Marche nationale contre la vie chère

L’indice du coût de vie ne cesse de soulever les tempêtes de colère. La perspective d’une marche nationale semble avoir toutes les chances de se concrétiser. C’est ce qu’indique un communiqué de presse de l’Association marocaine des droits humains (AMDH) annonçant l’organisation par les coordinations locales de dénonciation de la hausse des prix d’une rencontre nationale dimanche 29 octobre (10h) au siège de l’Union marocaine du travail (UMT) à Rabat. Tous les membres des coordinations actives au niveau des régions devront se joindre à cette rencontre dont l’ordre du jour sera, d’abord, consacré au bilan de l’ensemble des mouvements de protestation observés à travers les villes.

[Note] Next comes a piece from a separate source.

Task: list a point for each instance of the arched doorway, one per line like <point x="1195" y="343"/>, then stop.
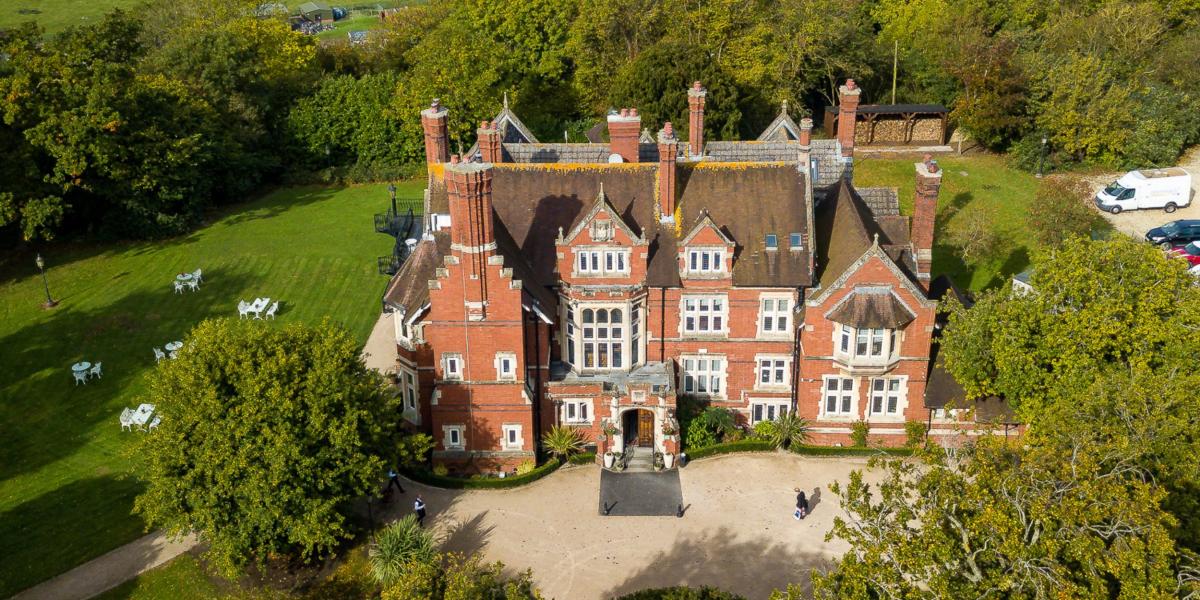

Ensuite, il sera question de constituer un comité de suivi chargé de l’organisation d’une conférence nationale sur le coût élevé de la vie et le manque de plus en plus accru des services publics. « C’est à la suite de cette rencontre, qui devra procéder au diagnostic de la situation actuelle, que sera décidée la tenue d’une marche nationale », explique Adib Abdesslam, président de la section de l’AMDH à Rabat et membre de la coordination locale contre la hausse des prix de la même ville.
Il est donc question d’étudier les moyens de renforcer les mouvements de protestation dont une bonne partie a déjà eu lieu un peu partout au Maroc par le biais de 50 coordinations réunissant différents organismes, syndicats et partis politiques. Depuis plus d’un mois, effectivement, des sit-in contre la hausse des prix ont été observés à Rabat devant le Parlement et le siège de Redal, à Casablanca devant la wilaya et la Lydec, à Tata sur la place de la Marche Verte, à Ouarzazate devant la préfecture… Pour la section de l’AMDH à Rabat, ces mouvements ont enregistré un grand succès même si certains ont été interdits comme à Agadir, ou encore violemment réprimandés par les autorités notamment à Tata et à Rabat. Les participants ont été très nombreux à y adhérer, d’après l’AMDH qui les situe entre 300 et 4000 pour chaque région.
A présent, les coordinations semblent vouloir unir leurs efforts afin de protester toutes ensemble lors d’une marche nationale dont le lieu et la date devraient être fixés après la rencontre des coordinations. «L’état des lieux est catastrophique pour le moment. La couche sociale défavorisée l’est encore plus en raison de l’inflation du coût de la vie. Face à l’augmentation de 10% des prix à la consommation, à la baisse des services publics,  l’Etat affiche son désengagement», tient à souligner M. Adib.
Les produits de consommation ont connu une hausse moyenne de 3,3% lorsque le taux de la TVA est passé de 7 à 10% dans la loi de Finances de 2006. Le gouvernement a opté, dans la loi de Finances de l’an prochain pour une réforme de l’IGR basé sur le relèvement du seuil non imposable de 20.000 DH à 24.000 DH permettant aux salariés touchant 2000 DH et moins d’être exonérés d’impôts. La pression fiscale pour les petits salaires connaîtra donc une réduction mais, pour les protestataires, c’est l’augmentation des salaires qui pourra résoudre le déséquilibre actuel entre pouvoir d’achat et prix.